Its echo is heard with the beginning of each school day. It’s heard in the steadfast determination of truck drivers, railway workers, and airline pilots who, despite concerns for their personal safety or their cargo, refuse to let our nation’s commerce be held hostage.
Open stores, armies of clerks and throngs of customers loudly proclaim the great American experiment’s success – that our economy will not be hijacked, and we will travel freely.
It’s softly spoken by parents, reported by television anchors and carefully shared by librarians.
Freedom’s ring never sounded louder than when firemen, rescue workers, EMTs, doctors, nurses, construction workers, and people from all walks of life joined together, working side by side to pull survivors from the rubble – its sacrifice never greater than when a patriotic group of passengers rushed a plane’s hijackers rather than Kamikaze into Congress or the White House.
And it stands tall in our nation’s armed services – ready, willing and able to defend freedom for generations to come.
Nearly 7,000 souls met their fate on Sept. 11 – innocent victims of a fanatic plot carefully orchestrated to paralyze America. It didn’t work.
Teachers still passed along the knowledge that forms freedom’s very foundation. Consumers kept the economy moving, politicians worked on solutions and America showed its true colors – red, white and blue – much as bit did back in December 7, 1941, when the American fleet at Pearl Harbor was attacked, nearly 3,000 were killed, and hundreds, including my cousin, were permanently interred in the U.S.S. Arizona.
From those ashes a great nation awoke.
And so it today.
September 11’s terror campaign may have temporarily stunned the nation, but it didn’t paralyze. That star spangled banner is waving like never before, and national pride is at an all-time high.
Only now are we beginning to understand what a nation of heroes we truly are, and how much so many gave on Sept. 11. Whether we helped plow through the rubble, reported to work or school in a timely fashion or stayed behind with a wheelchair-bound friend in the twin towers, we each fought our way through arguably our nation’s toughest hours, in heroic fashion.
At first we were a nation united in shock and disbelief, emotions that quickly grew to anger and distrust – spawning grounds for the hatred and discrimination that produced this catastrophe.
The malignancy that is terrorism must be removed before it claims its next victim.

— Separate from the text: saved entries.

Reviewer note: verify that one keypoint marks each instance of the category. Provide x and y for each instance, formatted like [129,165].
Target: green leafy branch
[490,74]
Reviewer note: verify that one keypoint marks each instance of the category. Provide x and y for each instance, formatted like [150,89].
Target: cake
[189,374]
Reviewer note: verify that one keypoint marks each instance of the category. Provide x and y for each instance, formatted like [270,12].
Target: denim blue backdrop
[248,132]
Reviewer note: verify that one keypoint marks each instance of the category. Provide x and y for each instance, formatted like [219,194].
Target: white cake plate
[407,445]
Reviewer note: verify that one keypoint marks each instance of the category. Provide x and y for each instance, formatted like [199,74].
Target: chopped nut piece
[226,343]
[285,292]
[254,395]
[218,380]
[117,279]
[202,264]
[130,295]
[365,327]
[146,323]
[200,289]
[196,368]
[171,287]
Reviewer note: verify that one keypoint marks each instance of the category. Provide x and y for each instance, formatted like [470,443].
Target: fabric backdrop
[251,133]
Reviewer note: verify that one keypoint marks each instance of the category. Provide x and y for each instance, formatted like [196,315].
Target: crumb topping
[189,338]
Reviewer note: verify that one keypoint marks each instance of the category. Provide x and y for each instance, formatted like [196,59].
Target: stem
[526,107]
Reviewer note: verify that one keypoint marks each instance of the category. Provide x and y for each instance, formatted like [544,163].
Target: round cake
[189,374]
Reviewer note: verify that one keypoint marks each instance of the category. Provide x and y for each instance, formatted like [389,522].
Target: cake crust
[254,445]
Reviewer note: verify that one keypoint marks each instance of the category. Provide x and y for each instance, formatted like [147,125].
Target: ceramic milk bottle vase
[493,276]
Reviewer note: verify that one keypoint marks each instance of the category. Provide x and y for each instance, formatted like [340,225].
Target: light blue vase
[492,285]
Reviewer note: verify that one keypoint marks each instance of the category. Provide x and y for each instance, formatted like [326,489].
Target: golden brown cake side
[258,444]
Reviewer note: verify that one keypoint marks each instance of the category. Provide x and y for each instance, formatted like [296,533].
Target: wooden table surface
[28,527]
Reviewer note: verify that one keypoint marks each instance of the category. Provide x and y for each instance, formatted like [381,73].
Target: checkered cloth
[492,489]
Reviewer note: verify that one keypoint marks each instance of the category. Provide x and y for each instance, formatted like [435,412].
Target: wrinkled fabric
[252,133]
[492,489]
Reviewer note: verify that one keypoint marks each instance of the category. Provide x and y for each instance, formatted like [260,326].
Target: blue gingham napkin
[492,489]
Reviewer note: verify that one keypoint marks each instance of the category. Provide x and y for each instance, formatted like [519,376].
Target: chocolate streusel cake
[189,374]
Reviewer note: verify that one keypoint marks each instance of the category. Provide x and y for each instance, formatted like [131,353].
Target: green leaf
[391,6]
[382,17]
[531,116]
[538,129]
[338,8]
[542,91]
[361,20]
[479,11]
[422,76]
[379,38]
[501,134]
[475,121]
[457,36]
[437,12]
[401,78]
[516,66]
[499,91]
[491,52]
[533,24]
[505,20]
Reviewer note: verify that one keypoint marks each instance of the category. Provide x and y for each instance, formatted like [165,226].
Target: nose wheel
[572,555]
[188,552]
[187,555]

Anything less would doom future generations across the globe to lifetimes in fear, and fates much worse than Sept. 11.
The real challenge before us is to do so, while defending the Constitution and still celebrating the diversity and opportunity that attracted so many of our forefathers to these shores. Unless we protect the Constitution and the freedoms is guarantees, the next generation of terrorists may well come from within our borders, instead of abroad.
Anything less would be un-American, and hardly the kind of epitaph the more than 7,000 innocent victims deserve.